L'impact de la croissance de la ville sur la qualité patrimoniale du réseau des rues dépend du mode de transformation de la ville, et de la manière dont les rues pré-existantes sont modifiées ou non et de nouvelles voies ouvertes.
Ceci a également un impact important sur le possible développement durable de la ville : un changement radical de la structure urbaine implique un renouvellement complet du domaine bâti, supprimant la valeur d'usage d'un grand nombre de parties restantes, et obligeant à d'inutiles dépenses. Au contraire une évolution de la structure des rues prenant en compte le réseau de rues existant est une démarche économique permettant une évolution sociale progressive de la cité.

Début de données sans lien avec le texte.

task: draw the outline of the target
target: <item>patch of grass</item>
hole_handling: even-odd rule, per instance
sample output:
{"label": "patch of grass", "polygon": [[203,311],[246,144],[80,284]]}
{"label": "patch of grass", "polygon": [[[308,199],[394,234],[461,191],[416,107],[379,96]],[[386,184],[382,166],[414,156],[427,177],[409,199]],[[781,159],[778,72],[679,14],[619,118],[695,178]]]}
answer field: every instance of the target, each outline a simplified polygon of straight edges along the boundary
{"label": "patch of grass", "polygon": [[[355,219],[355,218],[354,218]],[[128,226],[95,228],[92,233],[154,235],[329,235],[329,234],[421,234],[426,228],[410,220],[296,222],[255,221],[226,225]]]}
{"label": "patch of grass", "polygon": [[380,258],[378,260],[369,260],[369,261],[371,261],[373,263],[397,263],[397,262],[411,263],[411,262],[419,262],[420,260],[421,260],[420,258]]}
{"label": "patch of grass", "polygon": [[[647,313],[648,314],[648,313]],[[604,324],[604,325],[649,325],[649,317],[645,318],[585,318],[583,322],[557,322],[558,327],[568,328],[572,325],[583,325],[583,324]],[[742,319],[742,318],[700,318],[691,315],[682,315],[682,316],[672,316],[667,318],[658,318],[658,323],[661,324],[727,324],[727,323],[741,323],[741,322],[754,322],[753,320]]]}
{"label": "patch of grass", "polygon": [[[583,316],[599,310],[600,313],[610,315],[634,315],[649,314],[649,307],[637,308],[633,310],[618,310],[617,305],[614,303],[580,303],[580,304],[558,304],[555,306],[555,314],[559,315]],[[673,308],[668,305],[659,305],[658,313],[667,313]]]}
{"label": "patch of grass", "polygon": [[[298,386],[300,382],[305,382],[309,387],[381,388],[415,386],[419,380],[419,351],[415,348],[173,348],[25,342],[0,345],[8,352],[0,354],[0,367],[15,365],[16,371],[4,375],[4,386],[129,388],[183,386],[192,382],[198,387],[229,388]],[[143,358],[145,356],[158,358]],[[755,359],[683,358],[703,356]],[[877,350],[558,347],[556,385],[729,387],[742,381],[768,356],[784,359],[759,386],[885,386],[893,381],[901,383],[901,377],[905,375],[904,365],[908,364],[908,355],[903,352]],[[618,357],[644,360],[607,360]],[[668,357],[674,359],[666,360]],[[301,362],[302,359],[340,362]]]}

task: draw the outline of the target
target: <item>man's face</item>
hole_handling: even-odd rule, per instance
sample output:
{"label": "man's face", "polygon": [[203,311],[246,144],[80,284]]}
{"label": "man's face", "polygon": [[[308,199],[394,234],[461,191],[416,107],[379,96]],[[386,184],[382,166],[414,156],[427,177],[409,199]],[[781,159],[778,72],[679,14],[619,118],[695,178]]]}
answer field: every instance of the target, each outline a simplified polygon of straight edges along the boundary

Mots clefs : ville, réseau des rues, patrimoine, développement durable
1. Introduction
Cet article se rapporte à une recherche en cours sur la morphogenèse viaire, développée par une équipe de Paris (http://www.morphocity.fr/),en liaison avec une équipe chinoise de l'Université de Wuhan. L'idée centrale est que le réseau des rues est la structure la plus durable d'une ville, alors que les bâtiments construits le long des voies peuvent être remplacés à chaque siècle (voire plus souvent) le long d'une trame viaire maintenue.
Le réseau des rues se développe et se modifie au long des siècles : comment la personnalité de la ville se maintient, se corrompt ou vient à disparaître dans ce processus ? Quel impact en termes de développement durable ?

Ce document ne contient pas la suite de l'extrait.